Similarly, Dr. Simone says continuing education is critical to increasing use of hypofractionated and single-fraction treatments, noting that the updated ASTRO guidelines for bone metastases cite pain relief equivalency between single and multiple fraction regimens.

“Another barrier is the misalignment between the goals of the patient and the physician,” says Dr. Simone. In general, predicting overall survival remains a difficult process. Yet, while a patient may be terminally ill and desire quality of life, the clinician may hope that the course of treatment can impact survival.

“Examining quality of life should not just be the end result of symptoms but also impact how we deliver treatments,” he adds. “I am definitely an advocate of a shorter course of treatment for palliation and, whenever possible, will prescribe a single or hypofraction RT treatment.”

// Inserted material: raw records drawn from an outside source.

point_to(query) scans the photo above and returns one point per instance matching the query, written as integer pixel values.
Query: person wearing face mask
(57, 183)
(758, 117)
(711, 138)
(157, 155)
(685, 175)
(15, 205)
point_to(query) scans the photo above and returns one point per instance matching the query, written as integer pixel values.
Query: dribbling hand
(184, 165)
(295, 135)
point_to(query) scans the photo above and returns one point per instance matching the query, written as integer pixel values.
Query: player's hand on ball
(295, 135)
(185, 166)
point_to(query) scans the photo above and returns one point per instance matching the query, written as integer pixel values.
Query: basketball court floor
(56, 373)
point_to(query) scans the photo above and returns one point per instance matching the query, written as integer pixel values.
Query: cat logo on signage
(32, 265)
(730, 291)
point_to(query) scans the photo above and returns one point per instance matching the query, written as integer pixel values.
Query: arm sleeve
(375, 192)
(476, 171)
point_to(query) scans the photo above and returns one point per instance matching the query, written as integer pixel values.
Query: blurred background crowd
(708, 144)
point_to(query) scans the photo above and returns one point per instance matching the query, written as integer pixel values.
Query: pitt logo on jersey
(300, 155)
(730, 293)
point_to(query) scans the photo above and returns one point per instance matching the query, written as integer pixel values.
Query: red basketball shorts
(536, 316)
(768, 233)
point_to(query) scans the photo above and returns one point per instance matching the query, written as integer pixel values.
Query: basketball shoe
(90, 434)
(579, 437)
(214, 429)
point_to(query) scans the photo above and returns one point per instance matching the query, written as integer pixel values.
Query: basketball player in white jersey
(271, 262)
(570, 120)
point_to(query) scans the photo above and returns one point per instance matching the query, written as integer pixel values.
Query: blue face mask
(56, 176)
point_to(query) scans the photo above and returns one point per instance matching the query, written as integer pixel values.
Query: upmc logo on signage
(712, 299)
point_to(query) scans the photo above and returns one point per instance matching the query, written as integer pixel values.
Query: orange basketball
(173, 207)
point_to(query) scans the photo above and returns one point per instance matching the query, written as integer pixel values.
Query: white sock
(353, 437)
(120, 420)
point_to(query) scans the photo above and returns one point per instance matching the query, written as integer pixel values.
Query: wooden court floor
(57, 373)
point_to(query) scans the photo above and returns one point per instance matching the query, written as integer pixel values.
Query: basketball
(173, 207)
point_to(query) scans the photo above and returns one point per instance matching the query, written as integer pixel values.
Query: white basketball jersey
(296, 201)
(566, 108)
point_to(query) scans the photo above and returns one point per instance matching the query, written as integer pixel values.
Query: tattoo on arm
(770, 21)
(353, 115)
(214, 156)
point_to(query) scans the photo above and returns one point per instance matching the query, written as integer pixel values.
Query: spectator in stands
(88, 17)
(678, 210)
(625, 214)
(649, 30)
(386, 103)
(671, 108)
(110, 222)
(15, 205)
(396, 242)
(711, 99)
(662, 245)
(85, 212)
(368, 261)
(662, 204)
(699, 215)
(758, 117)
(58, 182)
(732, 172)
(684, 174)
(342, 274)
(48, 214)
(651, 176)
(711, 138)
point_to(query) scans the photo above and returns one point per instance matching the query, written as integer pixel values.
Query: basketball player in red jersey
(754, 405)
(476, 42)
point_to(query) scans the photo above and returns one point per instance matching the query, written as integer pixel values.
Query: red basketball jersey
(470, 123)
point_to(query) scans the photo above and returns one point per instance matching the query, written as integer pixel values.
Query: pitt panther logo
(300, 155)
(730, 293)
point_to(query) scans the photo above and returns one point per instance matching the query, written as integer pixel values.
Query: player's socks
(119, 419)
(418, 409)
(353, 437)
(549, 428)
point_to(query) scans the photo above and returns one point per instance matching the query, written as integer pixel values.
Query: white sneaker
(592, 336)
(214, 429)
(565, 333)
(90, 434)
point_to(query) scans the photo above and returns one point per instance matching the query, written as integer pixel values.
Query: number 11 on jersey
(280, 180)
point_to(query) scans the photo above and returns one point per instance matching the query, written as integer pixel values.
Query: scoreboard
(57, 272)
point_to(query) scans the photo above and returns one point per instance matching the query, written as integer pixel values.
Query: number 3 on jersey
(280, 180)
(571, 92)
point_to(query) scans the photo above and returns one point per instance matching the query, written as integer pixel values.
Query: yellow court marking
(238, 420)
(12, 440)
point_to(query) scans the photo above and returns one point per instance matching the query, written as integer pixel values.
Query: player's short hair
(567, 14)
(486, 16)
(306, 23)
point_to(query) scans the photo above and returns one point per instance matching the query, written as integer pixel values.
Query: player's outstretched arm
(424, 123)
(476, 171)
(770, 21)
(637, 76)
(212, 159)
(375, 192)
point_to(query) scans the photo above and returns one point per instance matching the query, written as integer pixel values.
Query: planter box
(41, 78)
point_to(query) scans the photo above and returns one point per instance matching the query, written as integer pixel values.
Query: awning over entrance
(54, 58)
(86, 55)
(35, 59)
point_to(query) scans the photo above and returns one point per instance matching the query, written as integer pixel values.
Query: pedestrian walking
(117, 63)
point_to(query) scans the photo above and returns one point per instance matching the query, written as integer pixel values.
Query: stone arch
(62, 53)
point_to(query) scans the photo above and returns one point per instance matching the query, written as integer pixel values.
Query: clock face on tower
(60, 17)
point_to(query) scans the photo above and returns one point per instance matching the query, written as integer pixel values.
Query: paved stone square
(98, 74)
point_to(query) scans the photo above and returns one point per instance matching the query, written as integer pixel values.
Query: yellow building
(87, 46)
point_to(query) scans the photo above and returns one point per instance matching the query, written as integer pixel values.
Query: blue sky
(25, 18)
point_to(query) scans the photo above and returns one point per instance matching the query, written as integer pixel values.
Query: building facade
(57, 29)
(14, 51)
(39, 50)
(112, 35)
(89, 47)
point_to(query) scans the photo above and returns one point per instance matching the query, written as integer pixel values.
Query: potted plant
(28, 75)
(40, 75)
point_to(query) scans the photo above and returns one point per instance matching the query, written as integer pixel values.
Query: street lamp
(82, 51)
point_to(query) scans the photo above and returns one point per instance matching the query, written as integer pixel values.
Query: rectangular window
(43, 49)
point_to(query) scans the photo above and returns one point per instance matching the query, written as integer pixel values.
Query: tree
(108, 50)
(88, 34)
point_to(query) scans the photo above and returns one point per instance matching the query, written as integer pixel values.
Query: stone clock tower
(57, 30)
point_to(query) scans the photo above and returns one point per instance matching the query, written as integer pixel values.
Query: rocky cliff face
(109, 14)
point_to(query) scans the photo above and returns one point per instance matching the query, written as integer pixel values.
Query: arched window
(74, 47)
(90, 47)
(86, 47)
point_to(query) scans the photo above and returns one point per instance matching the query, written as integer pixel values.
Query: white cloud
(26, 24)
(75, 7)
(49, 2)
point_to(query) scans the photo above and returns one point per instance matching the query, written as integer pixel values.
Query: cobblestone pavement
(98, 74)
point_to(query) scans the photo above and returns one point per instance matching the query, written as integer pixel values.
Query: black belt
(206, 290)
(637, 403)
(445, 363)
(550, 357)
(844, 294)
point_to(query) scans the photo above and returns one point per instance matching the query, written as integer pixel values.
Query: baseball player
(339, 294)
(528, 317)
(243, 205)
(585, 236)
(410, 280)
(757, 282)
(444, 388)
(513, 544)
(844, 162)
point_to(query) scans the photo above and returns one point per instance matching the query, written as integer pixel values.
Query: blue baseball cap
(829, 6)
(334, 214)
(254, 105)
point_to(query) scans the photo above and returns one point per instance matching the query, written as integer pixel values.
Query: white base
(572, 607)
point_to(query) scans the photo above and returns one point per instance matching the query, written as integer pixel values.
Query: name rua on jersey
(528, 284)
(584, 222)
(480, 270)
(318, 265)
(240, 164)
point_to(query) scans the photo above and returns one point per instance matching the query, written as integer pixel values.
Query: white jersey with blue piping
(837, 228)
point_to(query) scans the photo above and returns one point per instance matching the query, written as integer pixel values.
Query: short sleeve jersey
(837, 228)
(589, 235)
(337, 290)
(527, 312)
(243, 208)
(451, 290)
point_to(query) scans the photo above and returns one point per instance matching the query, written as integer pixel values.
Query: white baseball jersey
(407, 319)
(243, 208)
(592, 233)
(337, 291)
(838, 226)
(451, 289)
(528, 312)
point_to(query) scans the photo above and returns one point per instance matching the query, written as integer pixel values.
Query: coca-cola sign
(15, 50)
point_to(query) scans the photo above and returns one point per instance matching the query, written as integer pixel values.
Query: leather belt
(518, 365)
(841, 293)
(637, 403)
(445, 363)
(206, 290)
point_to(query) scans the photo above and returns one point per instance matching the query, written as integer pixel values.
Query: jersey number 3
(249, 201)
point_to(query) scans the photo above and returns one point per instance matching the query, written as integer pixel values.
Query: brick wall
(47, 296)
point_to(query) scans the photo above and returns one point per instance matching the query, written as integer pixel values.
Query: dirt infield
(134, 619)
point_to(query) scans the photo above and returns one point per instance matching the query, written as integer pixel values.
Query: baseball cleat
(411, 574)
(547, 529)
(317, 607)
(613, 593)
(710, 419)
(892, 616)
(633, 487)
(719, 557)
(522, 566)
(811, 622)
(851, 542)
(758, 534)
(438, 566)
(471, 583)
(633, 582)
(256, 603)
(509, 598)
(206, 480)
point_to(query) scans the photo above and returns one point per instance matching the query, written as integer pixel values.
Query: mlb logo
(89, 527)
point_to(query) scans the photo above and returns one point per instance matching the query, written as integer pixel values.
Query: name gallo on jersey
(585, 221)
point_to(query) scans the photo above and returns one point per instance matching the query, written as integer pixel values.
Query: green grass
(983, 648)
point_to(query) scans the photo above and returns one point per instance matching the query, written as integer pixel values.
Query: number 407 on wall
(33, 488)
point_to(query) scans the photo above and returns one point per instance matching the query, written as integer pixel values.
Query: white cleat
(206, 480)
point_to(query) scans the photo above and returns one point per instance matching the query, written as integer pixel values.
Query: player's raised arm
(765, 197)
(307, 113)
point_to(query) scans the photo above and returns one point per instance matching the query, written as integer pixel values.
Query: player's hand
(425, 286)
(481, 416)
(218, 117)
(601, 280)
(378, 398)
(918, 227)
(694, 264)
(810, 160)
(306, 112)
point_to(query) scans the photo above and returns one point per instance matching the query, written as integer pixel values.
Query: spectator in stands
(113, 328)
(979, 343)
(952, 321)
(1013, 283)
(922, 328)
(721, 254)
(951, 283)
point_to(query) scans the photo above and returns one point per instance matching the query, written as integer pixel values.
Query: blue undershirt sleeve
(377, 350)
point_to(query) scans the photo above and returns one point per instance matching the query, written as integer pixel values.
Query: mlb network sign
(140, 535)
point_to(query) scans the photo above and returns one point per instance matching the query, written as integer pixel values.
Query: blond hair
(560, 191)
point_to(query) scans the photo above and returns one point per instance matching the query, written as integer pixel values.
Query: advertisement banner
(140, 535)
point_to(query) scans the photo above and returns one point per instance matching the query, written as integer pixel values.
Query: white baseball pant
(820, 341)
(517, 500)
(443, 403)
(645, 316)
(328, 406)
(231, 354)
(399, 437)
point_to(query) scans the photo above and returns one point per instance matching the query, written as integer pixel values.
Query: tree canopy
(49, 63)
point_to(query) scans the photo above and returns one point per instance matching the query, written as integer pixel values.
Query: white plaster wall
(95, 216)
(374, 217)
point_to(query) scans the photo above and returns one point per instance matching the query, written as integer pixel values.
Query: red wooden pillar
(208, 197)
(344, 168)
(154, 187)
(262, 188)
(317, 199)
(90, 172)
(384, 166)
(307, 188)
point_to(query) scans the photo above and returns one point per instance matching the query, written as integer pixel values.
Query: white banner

To address the need for training, Dr. Simone is hopeful that more residency programs will include dedicated curriculums for palliative care. Instituting a dedicated palliative radiation oncology service can also impact the use of single-fraction and hypofractionated radiation therapy for bone metastases, as was recently shown following initiation of the Supportive and Palliative Radiation Oncology service at the Dana-Farber/Brigham and Women’s Cancer Center Department of Radiation Oncology.2

Fortunately, such programs have increased over the last 5 years, “While experience is still limited, the evidence shows that having a dedicated program increases referrals and the ability to study all these issues surrounding palliative care,” says Dr. Jones. “I hope this trend continues, with a focus on both simple and complicated stereotactic techniques, so we can continue to explore what is best for these patients.”

References

  1. Read PW, Blackhall LJ, Stukenborg GJ, et al. Outcomes of a re-engineered palliative care and radiation therapy care model. Int J Radiat Oncol, Biol, Phys. 2016;94(1):2-3.
  2. Tseng YD, Krishnan MS, Jones JA, et al. Supportive and palliative radiation oncology service: impact of a dedicated service on palliative cancer care. Pract Radiat Oncol. 2014;4(4):247-253.

Citation

Massat MB. Charting new courses in palliative radiation therapy:Technology’s role. Appl Radiat Oncol. 2018;(2):39-41.